Mitochondrial antibodies in chronic liver diseases and connective tissue disorders: further characterization of the autoantigens.

The heterogeneity of mitochrondrial autoantibodies in a variety of diseases states has been critically re-examined by a combination of immunofluorescence staining (IFL) and complement fixation tests (CFT). The different mitochondrial IFL patterns described by other workers were confirmed and extra criteria using new substrates are presented for their differential recognition. Biochemically defined mitochondrial subfractions were used in the CFT to confirm and extend the IFL classifications. The 'M1' cardiolipin antibodies of syphilis did not react with the ATPase fraction but the antigen was present in all membrane preparations and found to be chemically resistant. The major antibody specificity of the 'M3' pattern associated with drug-induced pseudolupus syndrome is a firmly bound, outer membrane component; and a second, minor reactivity is apparently to a mercurial-insensitive antigen present in the chloroform-released ATPase preparation. The 'M5' antibody pattern correlates with a digitonin-sensitive outer membrane component.

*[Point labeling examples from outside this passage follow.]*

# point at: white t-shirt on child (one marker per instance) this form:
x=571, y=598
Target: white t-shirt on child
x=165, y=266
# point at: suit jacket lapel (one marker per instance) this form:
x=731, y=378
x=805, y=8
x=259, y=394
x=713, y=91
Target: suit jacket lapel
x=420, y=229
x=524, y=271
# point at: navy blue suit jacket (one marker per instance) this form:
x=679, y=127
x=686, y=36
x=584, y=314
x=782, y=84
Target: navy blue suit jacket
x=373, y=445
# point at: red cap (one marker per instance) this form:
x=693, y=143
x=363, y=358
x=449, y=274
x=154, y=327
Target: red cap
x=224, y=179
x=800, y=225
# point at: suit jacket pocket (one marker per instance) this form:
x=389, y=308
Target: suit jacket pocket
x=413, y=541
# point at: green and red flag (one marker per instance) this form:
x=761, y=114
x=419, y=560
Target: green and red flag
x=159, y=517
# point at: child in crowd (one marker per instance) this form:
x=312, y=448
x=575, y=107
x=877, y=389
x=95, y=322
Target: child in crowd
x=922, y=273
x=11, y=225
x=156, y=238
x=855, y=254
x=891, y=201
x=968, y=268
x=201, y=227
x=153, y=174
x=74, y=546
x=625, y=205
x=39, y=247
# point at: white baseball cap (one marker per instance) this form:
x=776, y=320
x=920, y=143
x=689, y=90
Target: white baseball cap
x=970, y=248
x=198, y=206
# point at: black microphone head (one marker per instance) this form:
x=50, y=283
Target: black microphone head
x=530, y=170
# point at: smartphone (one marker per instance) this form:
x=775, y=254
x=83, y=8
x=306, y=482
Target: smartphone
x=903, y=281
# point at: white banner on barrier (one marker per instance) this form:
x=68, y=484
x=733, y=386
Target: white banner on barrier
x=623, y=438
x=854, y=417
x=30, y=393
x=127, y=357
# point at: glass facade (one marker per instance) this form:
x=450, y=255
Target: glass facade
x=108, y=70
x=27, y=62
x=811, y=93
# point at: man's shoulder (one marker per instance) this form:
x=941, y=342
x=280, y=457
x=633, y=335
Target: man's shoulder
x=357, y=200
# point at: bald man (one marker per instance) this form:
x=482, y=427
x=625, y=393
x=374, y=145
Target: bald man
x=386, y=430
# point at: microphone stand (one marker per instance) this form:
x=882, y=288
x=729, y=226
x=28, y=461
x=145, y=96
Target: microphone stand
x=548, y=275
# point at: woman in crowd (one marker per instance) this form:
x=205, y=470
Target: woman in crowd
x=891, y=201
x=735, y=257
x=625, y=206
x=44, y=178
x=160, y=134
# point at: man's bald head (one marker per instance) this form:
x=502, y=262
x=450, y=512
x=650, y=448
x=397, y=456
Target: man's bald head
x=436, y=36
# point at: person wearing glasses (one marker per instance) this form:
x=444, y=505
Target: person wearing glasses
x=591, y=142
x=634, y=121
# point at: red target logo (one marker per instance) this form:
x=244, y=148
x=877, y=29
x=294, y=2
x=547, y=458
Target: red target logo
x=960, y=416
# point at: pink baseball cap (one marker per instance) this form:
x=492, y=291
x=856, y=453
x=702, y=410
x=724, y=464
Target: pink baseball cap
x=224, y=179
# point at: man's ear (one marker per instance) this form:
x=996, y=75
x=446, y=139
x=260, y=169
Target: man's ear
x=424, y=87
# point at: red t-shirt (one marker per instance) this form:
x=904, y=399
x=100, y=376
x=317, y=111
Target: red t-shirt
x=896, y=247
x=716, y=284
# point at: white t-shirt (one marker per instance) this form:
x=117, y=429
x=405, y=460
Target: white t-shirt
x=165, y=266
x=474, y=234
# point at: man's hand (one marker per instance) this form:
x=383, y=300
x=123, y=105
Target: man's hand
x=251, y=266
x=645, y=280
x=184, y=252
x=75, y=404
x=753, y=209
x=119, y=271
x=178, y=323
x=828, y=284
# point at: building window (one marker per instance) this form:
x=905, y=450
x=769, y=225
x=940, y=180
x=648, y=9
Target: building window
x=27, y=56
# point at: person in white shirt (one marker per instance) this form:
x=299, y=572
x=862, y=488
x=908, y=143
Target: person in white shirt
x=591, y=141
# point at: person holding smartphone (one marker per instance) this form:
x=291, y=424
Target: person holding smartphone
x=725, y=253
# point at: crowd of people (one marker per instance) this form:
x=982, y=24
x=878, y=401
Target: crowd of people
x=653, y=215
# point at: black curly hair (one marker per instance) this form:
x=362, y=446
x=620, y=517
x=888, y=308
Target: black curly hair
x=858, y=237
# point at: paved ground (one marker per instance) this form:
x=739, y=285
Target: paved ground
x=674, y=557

Although it was not possible to differentiate within the group of liver diseases between the 'M2' antibodies of primary biliary cirrhosis and the previously described 'M4' antibodies of other chronic liver diseases, several antibody specificities were demonstrated. All sera from liver disease patients contain the antibody directed against a mercurial-sensitive protein found in the chloroform-released ATPase preparation, and, in addition, varying titres of antibodies against two or more mercurial-resistant membrane components, of which at least one is on the inner membrane and one on the outer membrane.